そして、新たな手法として、民間事業者が経営に直接携わることで創意工夫が最大限発揮される、PFI法(民間資金等の活用による公共施設等の整備等の促進に関する法律)における公共施設等運営事業「コンセッション方式」を日本の美術館として初めて導入しました。これにより、「情報発信やイベントの開催などによる集客力の強化」「魅力的ある展示会の誘致」「官民連携による展開」など様々な効果に期待できると感じました。
また、先に美術館を建てることよりも、コレクションを充実させることに力を注いだとのことです。日本と海外の代表的な美術作品を核としながら、地元大阪での芸術活動にも目を向け、佐伯祐三を中心とする近代美術の作品、大阪と関わりのある近代・現代美術や近代・現代デザインの作品と資料を収集方針としており、大阪で育った芸術を大切にする方向性は観光にも寄与し、地域の芸術を発信していく姿勢は素晴しいと感じました。
開館までの経緯
- 1983年:大阪市制100周年記念事業の一環として近代美術館の建設が発表
- 1998年:大阪大学医学部跡地のうち南半分8,000㎡を購入
- 2003年:北半分8,035.22㎡を国から購入
- 2013年:中之島に新しい美術館を整備する方針を決定
- 2014年:「新美術館整備方針」を策定
- 2016年:施設整備は公共で実施し、運営にPFI手法を導入する方針を決定
- 2017年:基本設計実施、実施設計開始
- 2018年:正式名称「大阪中之島美術館」に決定
- 2019年:建設工事開始、地方独立行政法人大阪市博物館機構設立、PFI事業者公募
- 2020年:株式会社大阪中之島ミュージアムと公共施設等運営権実施契約を締結
- 2021年:建物竣工、市から機構へ建物出資
- 2022年2月2日:開館
大阪中之島美術館のコンセプト
- 佐伯祐三や吉原治良に代表される大阪が育んだ作家の作品を中心とした第一級の コレクションを活かし、国内トップクラスのミュージアムをめざす。
- 「大阪と世界の近現代美術」をテーマとしたミュージアムとして、市立美術館や 東洋陶磁美術館にはない、新たな魅力を創造する。
- 歴史的にも文化的にも豊かな蓄積をもつ中之島を拠点として、文化の振興や都市 の魅力向上に貢献する。
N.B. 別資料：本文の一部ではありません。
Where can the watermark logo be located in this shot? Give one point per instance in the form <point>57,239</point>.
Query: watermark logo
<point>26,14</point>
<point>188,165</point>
- 民間の知恵を最大限活用しながら、顧客目線を重視し利用者サービスに優れた ミュージアムとする
コレクション
- 作品数:6,151点(購入:1,155点、寄贈:4,996点)
- 評価額:約267億円(購入:約155億円、寄贈:約112億円)
大阪中之島美術館は、株式会社大阪中之島ミュージアムが運営し、館長及び学芸員は地方独立行政法人大阪市博物館機構から出向します。専門学芸員と民間のノウハウが融合することで、新たな美術館のあり方に注目していきたいと感じました。
作品紹介
代美術家ヤノベケンジ(1965〜)の近年の代表作となった彫刻作品《SHIP'S CAT》。 猫がモチーフの巨大なパブリックアートは、日本にとどまらず海外でも高く評価されています。大阪中之島美術館前には、2021年制作の《SHIP’S CAT (Muse)》が設置されています。本作には、《SHIP’S CAT (Muse)》が守り神として、さらに美術館が世界に発信するためのシンボルとなるよう願いが込められています。